I'm particularly interested in understanding how Agent Attention might be incorporated into the Cross Transformer framework. Specifically, my questions are:

  1. How many agent tokens would be optimal in the context of Cross Transformer, and how should they be initialized?
  2. In the existing architecture, what would be the best way to integrate agent tokens in terms of the attention mechanism – should they replace or complement the current attention queries or keys?
  3. Are there any specific considerations or potential challenges you foresee in adapting Agent Attention to this context?

Any insights or suggestions you could provide would be greatly appreciated. I believe such an integration could offer a promising direction for further research and application.

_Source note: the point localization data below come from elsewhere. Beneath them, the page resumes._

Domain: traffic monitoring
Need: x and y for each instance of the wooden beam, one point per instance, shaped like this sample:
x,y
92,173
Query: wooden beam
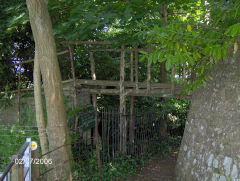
x,y
132,92
88,42
116,83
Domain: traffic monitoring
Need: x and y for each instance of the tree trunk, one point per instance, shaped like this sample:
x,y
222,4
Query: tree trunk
x,y
210,148
163,78
45,54
39,108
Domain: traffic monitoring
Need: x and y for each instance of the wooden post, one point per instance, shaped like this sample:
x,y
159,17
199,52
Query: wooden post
x,y
19,95
172,79
123,128
94,100
74,87
21,172
35,168
136,67
14,173
149,72
131,125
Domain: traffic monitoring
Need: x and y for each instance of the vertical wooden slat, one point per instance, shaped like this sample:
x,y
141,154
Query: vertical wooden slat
x,y
35,168
14,173
131,124
74,87
172,79
123,135
94,100
21,172
184,74
149,71
19,95
136,67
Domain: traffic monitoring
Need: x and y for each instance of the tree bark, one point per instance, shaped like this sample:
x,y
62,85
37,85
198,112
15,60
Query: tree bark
x,y
39,108
210,148
45,54
163,79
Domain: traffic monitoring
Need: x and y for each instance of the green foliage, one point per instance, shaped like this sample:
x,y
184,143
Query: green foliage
x,y
200,35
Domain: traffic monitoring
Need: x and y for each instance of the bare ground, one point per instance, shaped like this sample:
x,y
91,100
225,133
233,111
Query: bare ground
x,y
159,169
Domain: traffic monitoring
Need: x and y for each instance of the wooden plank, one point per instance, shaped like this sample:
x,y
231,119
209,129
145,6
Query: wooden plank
x,y
94,100
74,86
123,128
131,124
172,79
136,68
88,42
116,83
132,92
35,168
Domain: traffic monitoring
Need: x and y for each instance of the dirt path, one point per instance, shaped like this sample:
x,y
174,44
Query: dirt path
x,y
159,169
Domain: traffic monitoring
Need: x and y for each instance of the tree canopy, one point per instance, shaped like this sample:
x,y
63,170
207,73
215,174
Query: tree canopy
x,y
197,33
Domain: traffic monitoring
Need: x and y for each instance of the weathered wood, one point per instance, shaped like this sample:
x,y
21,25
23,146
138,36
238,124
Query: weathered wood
x,y
35,168
131,124
184,73
112,50
172,79
136,68
149,72
88,42
21,172
132,92
14,173
74,86
94,100
129,84
32,60
123,129
19,96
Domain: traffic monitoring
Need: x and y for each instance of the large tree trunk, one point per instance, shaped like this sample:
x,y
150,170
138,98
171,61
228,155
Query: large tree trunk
x,y
210,147
45,54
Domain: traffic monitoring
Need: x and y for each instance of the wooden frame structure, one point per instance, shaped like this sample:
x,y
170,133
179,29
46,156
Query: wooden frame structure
x,y
122,87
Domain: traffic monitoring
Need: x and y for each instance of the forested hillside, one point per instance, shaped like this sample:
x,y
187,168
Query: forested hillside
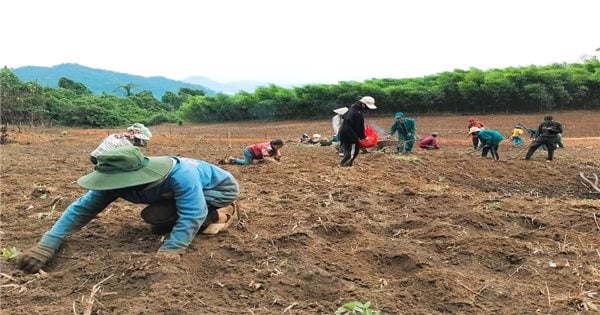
x,y
104,81
510,90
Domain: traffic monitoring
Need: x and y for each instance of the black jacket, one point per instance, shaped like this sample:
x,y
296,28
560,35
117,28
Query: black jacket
x,y
549,129
353,127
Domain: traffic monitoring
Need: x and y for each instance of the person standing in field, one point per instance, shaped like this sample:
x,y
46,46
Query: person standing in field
x,y
489,140
337,120
547,134
137,135
515,137
478,124
406,129
430,142
264,151
353,129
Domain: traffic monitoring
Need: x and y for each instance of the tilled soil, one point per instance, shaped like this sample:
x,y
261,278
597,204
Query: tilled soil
x,y
433,232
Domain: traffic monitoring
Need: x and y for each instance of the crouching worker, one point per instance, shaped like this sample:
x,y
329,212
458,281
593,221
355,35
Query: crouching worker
x,y
184,197
430,142
265,151
489,140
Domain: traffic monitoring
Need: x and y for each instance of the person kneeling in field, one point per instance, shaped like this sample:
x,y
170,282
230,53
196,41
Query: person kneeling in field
x,y
265,151
430,142
488,140
137,135
184,197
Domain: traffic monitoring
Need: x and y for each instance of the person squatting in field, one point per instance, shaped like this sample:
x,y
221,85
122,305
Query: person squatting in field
x,y
264,151
137,135
406,128
430,142
489,141
548,134
184,197
478,124
353,129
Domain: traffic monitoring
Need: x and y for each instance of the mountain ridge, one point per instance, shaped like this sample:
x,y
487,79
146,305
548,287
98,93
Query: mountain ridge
x,y
103,81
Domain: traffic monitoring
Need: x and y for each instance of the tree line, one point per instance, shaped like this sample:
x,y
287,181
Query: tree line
x,y
509,90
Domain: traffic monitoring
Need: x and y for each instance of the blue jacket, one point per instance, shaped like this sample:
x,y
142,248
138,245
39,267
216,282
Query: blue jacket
x,y
192,183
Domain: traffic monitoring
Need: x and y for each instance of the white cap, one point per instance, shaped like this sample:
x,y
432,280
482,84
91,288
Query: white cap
x,y
341,110
369,101
137,133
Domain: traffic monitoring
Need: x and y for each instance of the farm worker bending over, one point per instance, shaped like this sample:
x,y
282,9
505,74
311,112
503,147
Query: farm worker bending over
x,y
488,141
548,134
478,124
406,132
516,135
353,129
137,135
430,142
184,196
266,151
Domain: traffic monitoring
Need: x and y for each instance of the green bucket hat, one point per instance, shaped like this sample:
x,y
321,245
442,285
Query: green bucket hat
x,y
125,167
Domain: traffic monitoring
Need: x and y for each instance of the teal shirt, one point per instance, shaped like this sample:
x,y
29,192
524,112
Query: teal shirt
x,y
490,137
405,130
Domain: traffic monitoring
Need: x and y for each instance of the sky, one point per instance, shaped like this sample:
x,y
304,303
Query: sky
x,y
296,41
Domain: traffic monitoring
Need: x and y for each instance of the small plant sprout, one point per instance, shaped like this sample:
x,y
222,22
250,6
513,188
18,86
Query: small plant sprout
x,y
356,308
10,253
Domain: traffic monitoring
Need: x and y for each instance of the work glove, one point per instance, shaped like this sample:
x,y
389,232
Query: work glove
x,y
34,258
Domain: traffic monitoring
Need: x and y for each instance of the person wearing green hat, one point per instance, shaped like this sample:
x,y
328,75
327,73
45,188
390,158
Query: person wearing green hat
x,y
184,197
406,132
137,135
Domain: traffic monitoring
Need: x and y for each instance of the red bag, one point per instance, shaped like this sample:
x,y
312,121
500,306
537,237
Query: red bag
x,y
371,140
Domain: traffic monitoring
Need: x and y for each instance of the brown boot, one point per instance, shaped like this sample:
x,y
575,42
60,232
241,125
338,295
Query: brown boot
x,y
228,216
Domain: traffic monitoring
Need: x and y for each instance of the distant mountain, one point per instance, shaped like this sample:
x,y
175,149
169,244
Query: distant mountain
x,y
227,88
99,81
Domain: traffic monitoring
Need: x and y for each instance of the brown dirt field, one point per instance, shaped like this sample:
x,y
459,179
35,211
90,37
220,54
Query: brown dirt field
x,y
436,232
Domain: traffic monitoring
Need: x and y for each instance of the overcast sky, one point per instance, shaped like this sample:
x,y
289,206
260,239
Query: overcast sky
x,y
296,41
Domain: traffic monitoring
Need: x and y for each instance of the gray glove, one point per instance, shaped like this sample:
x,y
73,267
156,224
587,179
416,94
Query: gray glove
x,y
34,258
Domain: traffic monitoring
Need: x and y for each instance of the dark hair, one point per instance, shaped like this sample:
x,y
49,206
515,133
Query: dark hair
x,y
276,142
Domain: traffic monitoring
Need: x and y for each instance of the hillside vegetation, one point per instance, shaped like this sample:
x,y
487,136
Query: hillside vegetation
x,y
510,90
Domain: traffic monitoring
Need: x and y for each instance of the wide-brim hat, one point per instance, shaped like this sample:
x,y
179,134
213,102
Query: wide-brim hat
x,y
368,101
341,110
125,167
474,130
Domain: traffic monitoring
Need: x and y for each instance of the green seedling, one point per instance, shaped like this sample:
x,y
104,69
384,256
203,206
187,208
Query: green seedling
x,y
356,308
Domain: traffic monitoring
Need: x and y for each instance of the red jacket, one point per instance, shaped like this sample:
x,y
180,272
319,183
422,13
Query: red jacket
x,y
477,124
259,149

Thank you for your time and for the impactful work you've shared with the community.

Best regards,

tian-qing001 commented 8 months ago

Hi @XCZhou520, thank you for your insightful attention to our work. I would appreciate some clarification on whether your mention of "Cross Transformer" pertains to cross attention or to a specific work named Cross Transformer. Understanding this distinction will allow me to provide more accurate and helpful information.